There tends to be more arguments and rivalries when the first child enters the teen years and the relationship gets better again when the other child moves into this age group (and so on if there are more than two siblings). Some issues are more easily solved than others. For instance arguments about borrowing each other’s clothes can be resolved by having a rule that no one borrows anything without first asking. However deep-rooted jealousy, resentment and dislike which stem from early childhood is more problematic. The longer sibling rivalry continues, the worse it gets.

Stop and think
A parent’s gut reaction is often to say stop bickering. But for a happier household, specific grievances have to be addressed. You have to ask yourself what these children are feeling. Ask questions like, why are you generally in a bad mood with your sister or brother? And listen carefully to the answer.
      
While you should treat what your child has said as confidential it does help, once you’ve had time to think it through, if you say to other children that their brother is feeling a bit fragile and they should give him some space and hold back a little. Girls who are menstruating may feel particularly vulnerable and it doesn’t help if younger siblings keep telling her she’s moody!

It’s not fair!
If one child complains that you treat the other or others differently or accuses you of loving them more, you should:
  • Ask him to tell you why he feels that way, and give you examples.
  • Ask yourself - is the child right?
  • Acknowledge the child’s complaint, say you can see his point.
  • Apologise for any unfairness but stress that it doesn’t mean you love him any less.
  • Say how you will try and improve the situation and suggest he points out to you if you slip into old ways.
  • Your teen will – justifiably – think it’s unfair if you allow a younger child the same privileges as the older one.

Tips
  • Talk to and not at children and teens.
  • Listen carefully to what they have to say.
  • Treat them with respect.
  • Reach an agreement and act on it.
  • Each child has a right to confidentiality.

Hints for parents
No parent is perfect and if your children are constantly bickering or competing for attention remember that is what happens in most families. Pressures on parents and expectations of parenthood are often very high but it’s perfectly acceptable to be an OK parent who gets things wrong now and again.

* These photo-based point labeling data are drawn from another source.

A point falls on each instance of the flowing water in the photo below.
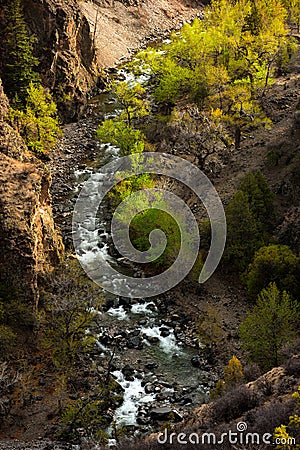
(170, 370)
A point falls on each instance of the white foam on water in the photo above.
(119, 313)
(168, 344)
(142, 308)
(134, 395)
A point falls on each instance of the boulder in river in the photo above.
(164, 413)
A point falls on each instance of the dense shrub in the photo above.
(243, 233)
(272, 323)
(260, 198)
(274, 263)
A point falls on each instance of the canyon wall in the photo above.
(30, 246)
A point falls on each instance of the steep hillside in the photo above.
(77, 40)
(30, 245)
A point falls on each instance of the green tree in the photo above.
(19, 65)
(224, 61)
(271, 324)
(210, 329)
(70, 311)
(233, 375)
(287, 441)
(37, 122)
(124, 136)
(243, 234)
(132, 98)
(260, 198)
(274, 263)
(233, 372)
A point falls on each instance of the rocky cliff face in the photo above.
(30, 246)
(65, 49)
(77, 40)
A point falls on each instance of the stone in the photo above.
(165, 413)
(128, 372)
(151, 365)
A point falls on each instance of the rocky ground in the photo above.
(222, 290)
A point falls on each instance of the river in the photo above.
(153, 351)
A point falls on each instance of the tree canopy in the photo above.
(271, 324)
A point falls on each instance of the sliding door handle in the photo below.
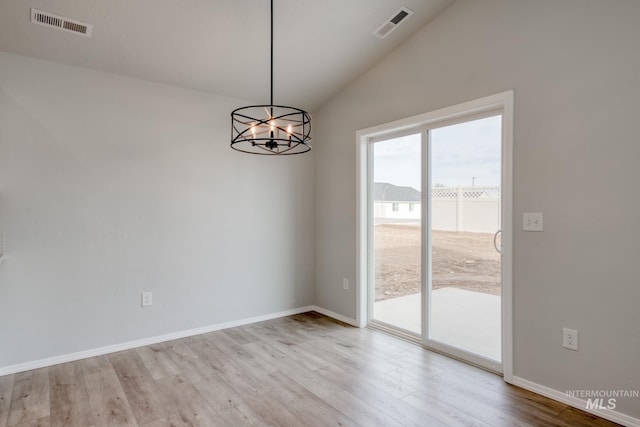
(495, 241)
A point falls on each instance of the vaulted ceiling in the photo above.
(220, 46)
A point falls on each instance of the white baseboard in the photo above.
(581, 404)
(64, 358)
(336, 316)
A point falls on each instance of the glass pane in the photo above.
(397, 232)
(465, 271)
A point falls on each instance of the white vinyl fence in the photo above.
(474, 209)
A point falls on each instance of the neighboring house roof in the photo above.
(383, 191)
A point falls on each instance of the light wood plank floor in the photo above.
(304, 370)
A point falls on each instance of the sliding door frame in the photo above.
(501, 103)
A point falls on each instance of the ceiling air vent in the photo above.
(60, 22)
(393, 22)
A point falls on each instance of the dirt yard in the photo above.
(460, 260)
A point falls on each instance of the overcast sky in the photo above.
(459, 153)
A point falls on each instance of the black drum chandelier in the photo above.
(270, 129)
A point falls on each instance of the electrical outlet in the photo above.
(532, 221)
(570, 339)
(147, 299)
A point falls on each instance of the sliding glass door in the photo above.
(396, 231)
(434, 232)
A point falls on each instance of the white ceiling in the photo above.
(221, 46)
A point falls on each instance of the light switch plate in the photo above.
(532, 221)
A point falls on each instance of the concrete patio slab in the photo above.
(464, 319)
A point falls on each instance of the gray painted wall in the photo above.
(574, 66)
(110, 186)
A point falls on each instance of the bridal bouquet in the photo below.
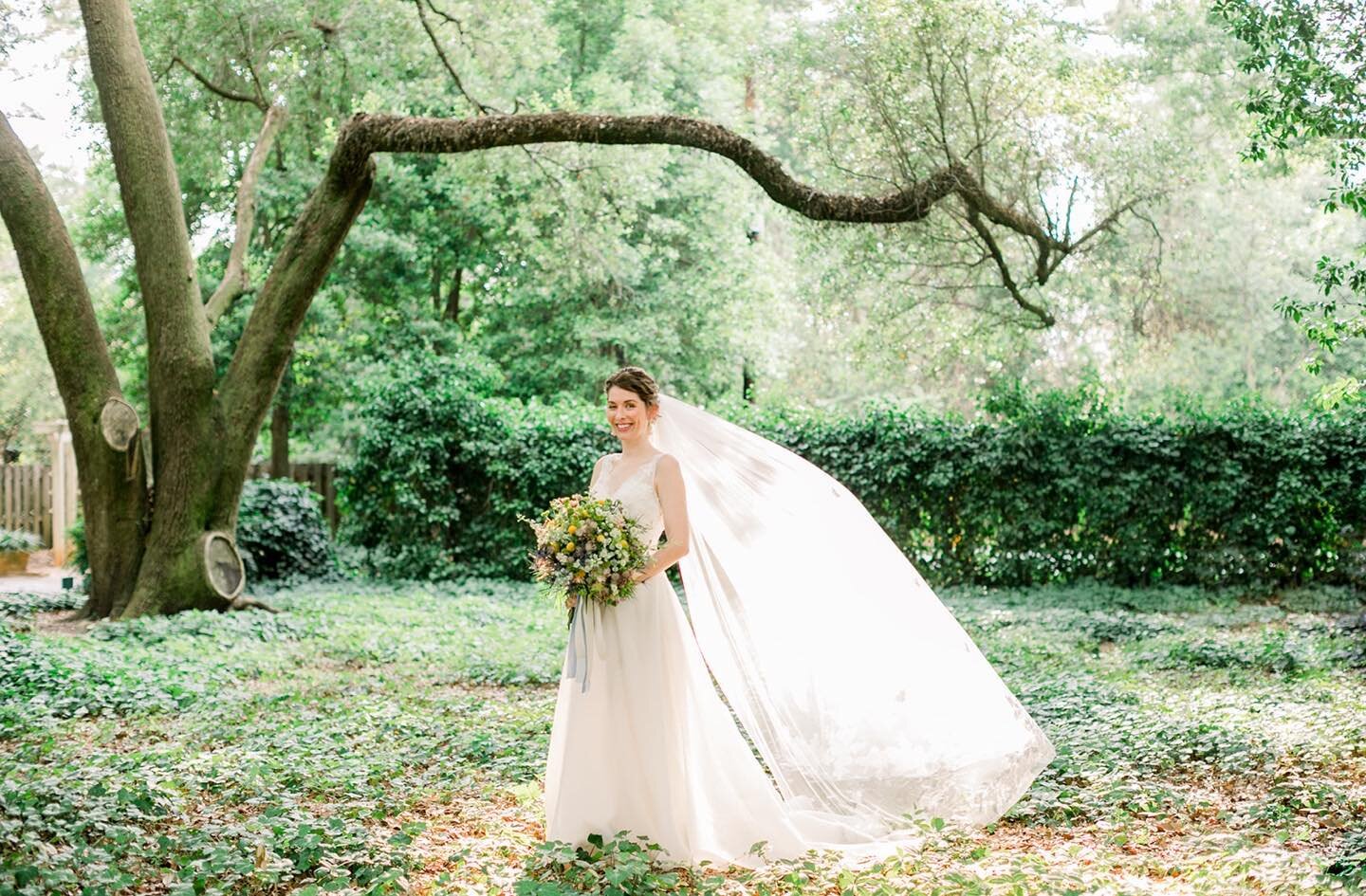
(586, 548)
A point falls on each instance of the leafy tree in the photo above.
(174, 551)
(1310, 56)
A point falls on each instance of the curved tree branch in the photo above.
(1007, 281)
(235, 279)
(446, 61)
(335, 202)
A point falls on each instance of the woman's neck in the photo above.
(638, 449)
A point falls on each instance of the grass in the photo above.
(376, 740)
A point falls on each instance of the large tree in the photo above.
(171, 546)
(1310, 56)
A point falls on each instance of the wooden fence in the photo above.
(27, 499)
(27, 493)
(320, 477)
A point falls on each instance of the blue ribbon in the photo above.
(578, 629)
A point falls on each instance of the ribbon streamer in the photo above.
(578, 629)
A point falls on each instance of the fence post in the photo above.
(63, 477)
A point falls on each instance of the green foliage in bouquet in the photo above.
(586, 548)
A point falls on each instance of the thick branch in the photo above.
(235, 279)
(366, 134)
(180, 373)
(1007, 281)
(56, 290)
(279, 310)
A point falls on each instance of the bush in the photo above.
(1037, 487)
(282, 533)
(18, 539)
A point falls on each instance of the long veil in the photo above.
(860, 691)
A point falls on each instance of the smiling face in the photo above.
(629, 415)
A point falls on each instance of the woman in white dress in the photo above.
(641, 741)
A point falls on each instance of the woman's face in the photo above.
(629, 415)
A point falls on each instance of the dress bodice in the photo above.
(637, 495)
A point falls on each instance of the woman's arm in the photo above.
(668, 485)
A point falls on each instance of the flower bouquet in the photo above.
(586, 548)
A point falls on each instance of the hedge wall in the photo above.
(1036, 487)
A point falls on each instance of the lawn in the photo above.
(375, 740)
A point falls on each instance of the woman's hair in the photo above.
(634, 380)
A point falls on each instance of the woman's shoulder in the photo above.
(664, 461)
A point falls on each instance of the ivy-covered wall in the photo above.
(1036, 487)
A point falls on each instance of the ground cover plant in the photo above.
(391, 738)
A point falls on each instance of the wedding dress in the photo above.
(860, 693)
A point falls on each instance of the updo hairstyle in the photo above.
(634, 380)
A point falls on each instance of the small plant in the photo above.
(18, 539)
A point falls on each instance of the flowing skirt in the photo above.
(652, 749)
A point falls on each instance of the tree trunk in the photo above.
(188, 427)
(170, 546)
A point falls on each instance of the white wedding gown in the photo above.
(649, 747)
(872, 706)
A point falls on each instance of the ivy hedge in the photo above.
(1033, 487)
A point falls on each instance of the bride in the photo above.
(860, 693)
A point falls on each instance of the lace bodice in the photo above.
(637, 495)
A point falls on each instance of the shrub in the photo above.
(18, 539)
(1037, 487)
(282, 533)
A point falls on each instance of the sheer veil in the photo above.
(860, 691)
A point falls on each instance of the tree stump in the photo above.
(120, 424)
(223, 568)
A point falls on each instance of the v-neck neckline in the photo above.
(630, 476)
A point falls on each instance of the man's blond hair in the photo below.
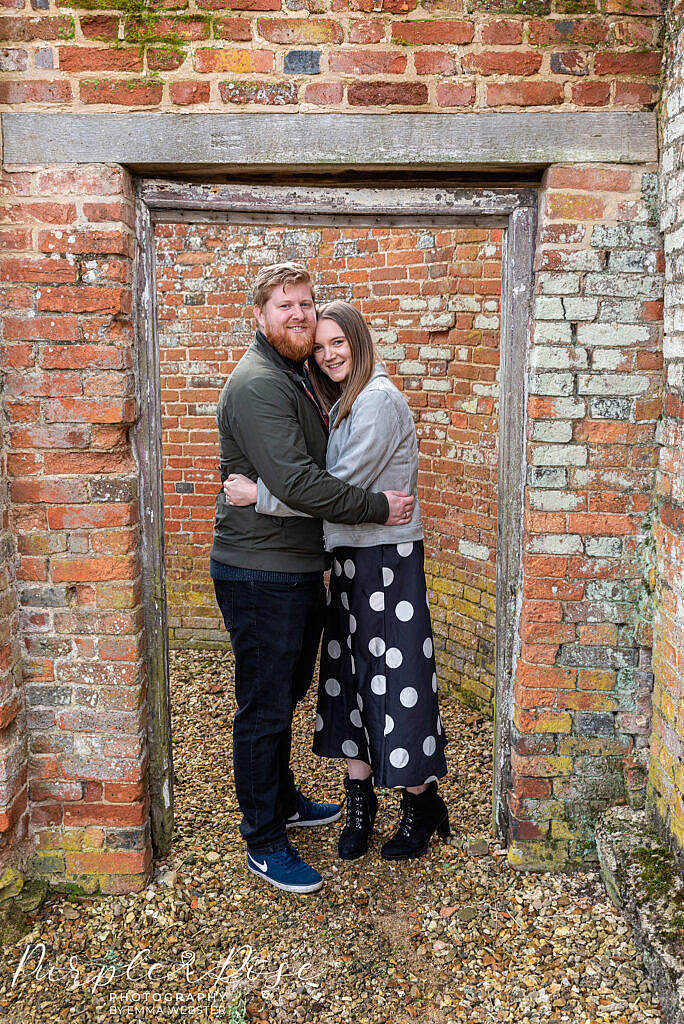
(269, 278)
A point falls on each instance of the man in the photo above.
(267, 570)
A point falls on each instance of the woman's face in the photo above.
(332, 351)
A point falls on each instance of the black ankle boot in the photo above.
(422, 815)
(361, 809)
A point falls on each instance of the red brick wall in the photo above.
(583, 683)
(667, 782)
(205, 54)
(432, 297)
(13, 784)
(69, 404)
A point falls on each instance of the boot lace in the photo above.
(355, 809)
(407, 822)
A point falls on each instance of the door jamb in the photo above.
(515, 211)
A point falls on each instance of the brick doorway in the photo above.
(431, 269)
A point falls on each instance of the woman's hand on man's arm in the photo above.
(400, 507)
(240, 489)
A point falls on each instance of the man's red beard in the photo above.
(293, 348)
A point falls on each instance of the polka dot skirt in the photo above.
(378, 688)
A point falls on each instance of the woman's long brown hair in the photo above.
(355, 330)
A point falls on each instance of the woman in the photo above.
(378, 689)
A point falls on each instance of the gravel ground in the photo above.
(455, 937)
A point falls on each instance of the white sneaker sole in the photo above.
(318, 821)
(283, 885)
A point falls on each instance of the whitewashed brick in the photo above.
(549, 307)
(556, 431)
(486, 323)
(555, 501)
(559, 455)
(575, 308)
(558, 284)
(610, 358)
(558, 357)
(555, 332)
(552, 384)
(612, 335)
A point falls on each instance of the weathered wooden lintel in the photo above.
(272, 141)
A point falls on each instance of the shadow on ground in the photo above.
(457, 936)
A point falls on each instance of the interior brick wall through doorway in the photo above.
(431, 296)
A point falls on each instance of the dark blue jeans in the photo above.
(274, 633)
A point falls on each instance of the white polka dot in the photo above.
(393, 657)
(404, 611)
(378, 684)
(398, 758)
(409, 696)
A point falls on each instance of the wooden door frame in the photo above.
(512, 209)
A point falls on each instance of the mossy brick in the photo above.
(571, 830)
(590, 656)
(47, 863)
(550, 856)
(594, 747)
(594, 723)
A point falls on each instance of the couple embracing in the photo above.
(318, 461)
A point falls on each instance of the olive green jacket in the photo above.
(269, 428)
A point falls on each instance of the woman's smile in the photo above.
(332, 350)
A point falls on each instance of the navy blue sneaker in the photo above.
(310, 813)
(285, 869)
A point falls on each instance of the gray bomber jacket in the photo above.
(374, 448)
(269, 427)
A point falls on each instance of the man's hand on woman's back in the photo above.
(400, 507)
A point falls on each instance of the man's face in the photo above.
(288, 320)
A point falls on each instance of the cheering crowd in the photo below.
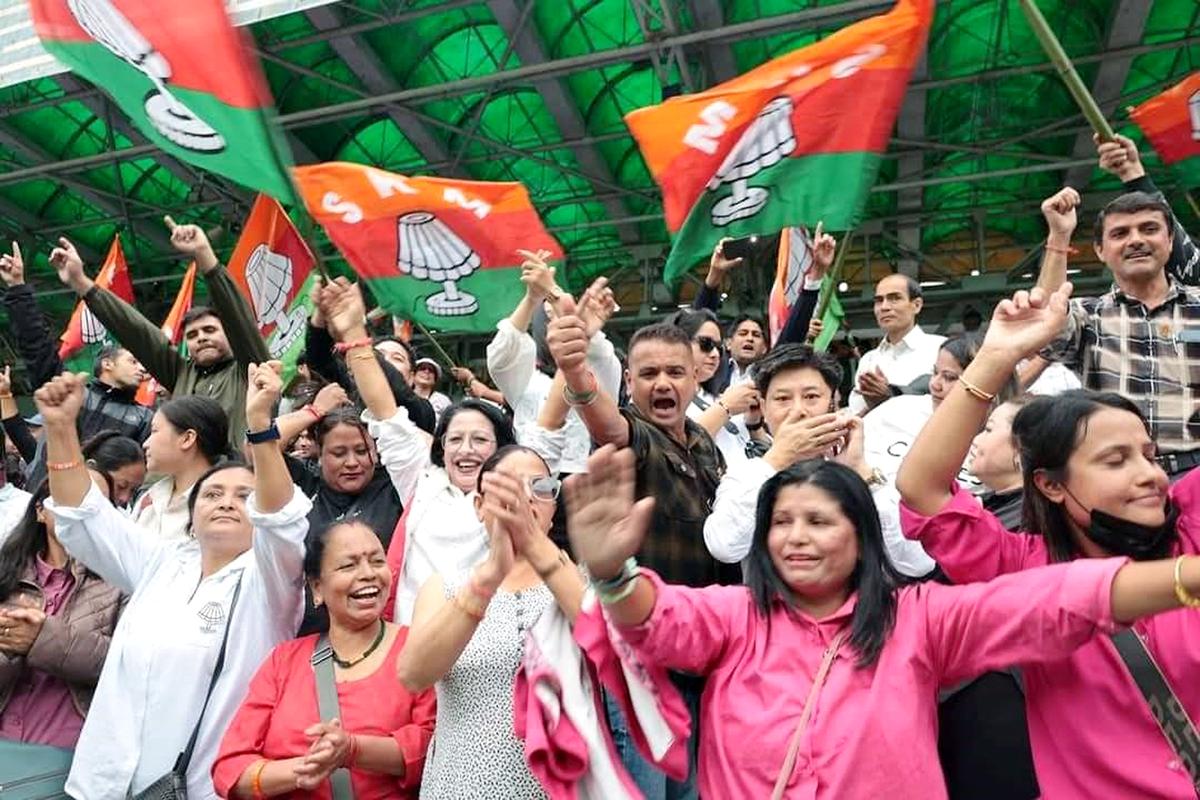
(713, 566)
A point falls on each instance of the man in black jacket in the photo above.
(109, 400)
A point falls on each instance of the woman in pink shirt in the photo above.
(822, 673)
(1092, 489)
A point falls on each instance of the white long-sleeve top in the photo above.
(442, 531)
(511, 361)
(729, 530)
(166, 644)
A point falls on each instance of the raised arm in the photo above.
(1060, 212)
(31, 332)
(142, 337)
(87, 523)
(442, 627)
(232, 306)
(1019, 326)
(568, 340)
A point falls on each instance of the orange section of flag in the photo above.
(364, 210)
(84, 329)
(172, 328)
(1171, 120)
(685, 139)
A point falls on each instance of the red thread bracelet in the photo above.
(345, 347)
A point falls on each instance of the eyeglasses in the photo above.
(545, 488)
(478, 441)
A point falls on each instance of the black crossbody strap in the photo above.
(1164, 705)
(330, 709)
(185, 757)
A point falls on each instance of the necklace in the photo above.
(375, 645)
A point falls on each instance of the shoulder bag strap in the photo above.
(185, 757)
(329, 709)
(793, 747)
(1164, 705)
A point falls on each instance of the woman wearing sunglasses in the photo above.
(732, 415)
(468, 632)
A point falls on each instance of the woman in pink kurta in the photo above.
(1092, 489)
(816, 575)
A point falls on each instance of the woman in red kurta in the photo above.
(277, 746)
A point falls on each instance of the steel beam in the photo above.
(562, 107)
(365, 64)
(1127, 25)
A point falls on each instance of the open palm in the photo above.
(605, 525)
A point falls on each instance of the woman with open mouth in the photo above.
(279, 745)
(203, 612)
(435, 477)
(468, 633)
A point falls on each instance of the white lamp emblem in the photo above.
(765, 143)
(174, 120)
(430, 251)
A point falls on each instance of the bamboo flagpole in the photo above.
(1066, 71)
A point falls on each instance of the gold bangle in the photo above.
(975, 391)
(1181, 593)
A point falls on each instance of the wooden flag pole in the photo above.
(437, 346)
(834, 277)
(1066, 71)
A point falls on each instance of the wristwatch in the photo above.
(261, 437)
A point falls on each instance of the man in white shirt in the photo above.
(906, 352)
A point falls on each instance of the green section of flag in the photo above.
(253, 155)
(805, 190)
(495, 292)
(831, 322)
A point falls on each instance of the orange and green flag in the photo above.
(435, 251)
(274, 268)
(85, 336)
(173, 329)
(793, 142)
(1171, 122)
(183, 73)
(791, 269)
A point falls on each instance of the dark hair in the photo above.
(25, 542)
(912, 286)
(196, 312)
(659, 332)
(408, 348)
(796, 356)
(108, 451)
(874, 578)
(105, 354)
(690, 320)
(220, 467)
(1132, 203)
(501, 426)
(501, 453)
(203, 415)
(1048, 429)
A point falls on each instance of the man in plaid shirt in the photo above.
(1143, 337)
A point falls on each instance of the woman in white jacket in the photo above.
(249, 542)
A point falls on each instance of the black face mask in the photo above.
(1139, 542)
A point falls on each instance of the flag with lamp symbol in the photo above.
(796, 140)
(436, 251)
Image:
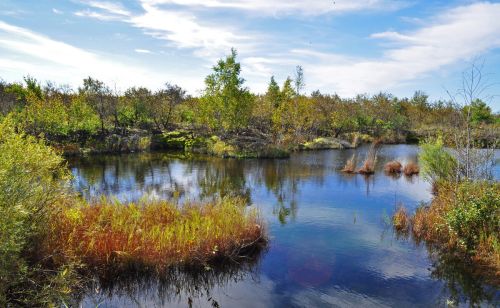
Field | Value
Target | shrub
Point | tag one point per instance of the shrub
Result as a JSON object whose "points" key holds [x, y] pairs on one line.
{"points": [[475, 214], [411, 168], [437, 163], [32, 180]]}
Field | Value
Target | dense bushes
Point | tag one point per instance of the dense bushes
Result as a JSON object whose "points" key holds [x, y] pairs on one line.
{"points": [[463, 217], [32, 181], [49, 237], [283, 115]]}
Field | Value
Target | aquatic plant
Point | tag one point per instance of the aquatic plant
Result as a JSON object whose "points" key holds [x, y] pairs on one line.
{"points": [[350, 165], [156, 235], [368, 166], [411, 168], [401, 220], [393, 167], [464, 219]]}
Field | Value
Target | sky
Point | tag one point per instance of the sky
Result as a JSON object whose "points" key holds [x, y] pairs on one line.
{"points": [[347, 47]]}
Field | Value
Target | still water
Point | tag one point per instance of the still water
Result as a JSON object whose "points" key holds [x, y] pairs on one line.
{"points": [[331, 242]]}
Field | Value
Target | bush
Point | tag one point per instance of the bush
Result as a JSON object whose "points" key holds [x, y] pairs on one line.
{"points": [[32, 180], [437, 163], [476, 214]]}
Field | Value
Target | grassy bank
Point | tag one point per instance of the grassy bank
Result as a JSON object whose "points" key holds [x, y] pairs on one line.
{"points": [[51, 241], [464, 219], [155, 235]]}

If you were an only child, experiencing sibling rivalry as a parent can be a bit of a shock but don’t panic. Talk to other parents and take reassurance from them. Equally a parent who was a younger child may find it harder to identify with the elder daughter’s complaints of unfairness. Remember to keep the lines of communication open. Discuss family relationships in general terms and ask for their opinion but don’t attempt this mid-squabble. Wait for the dust to settle!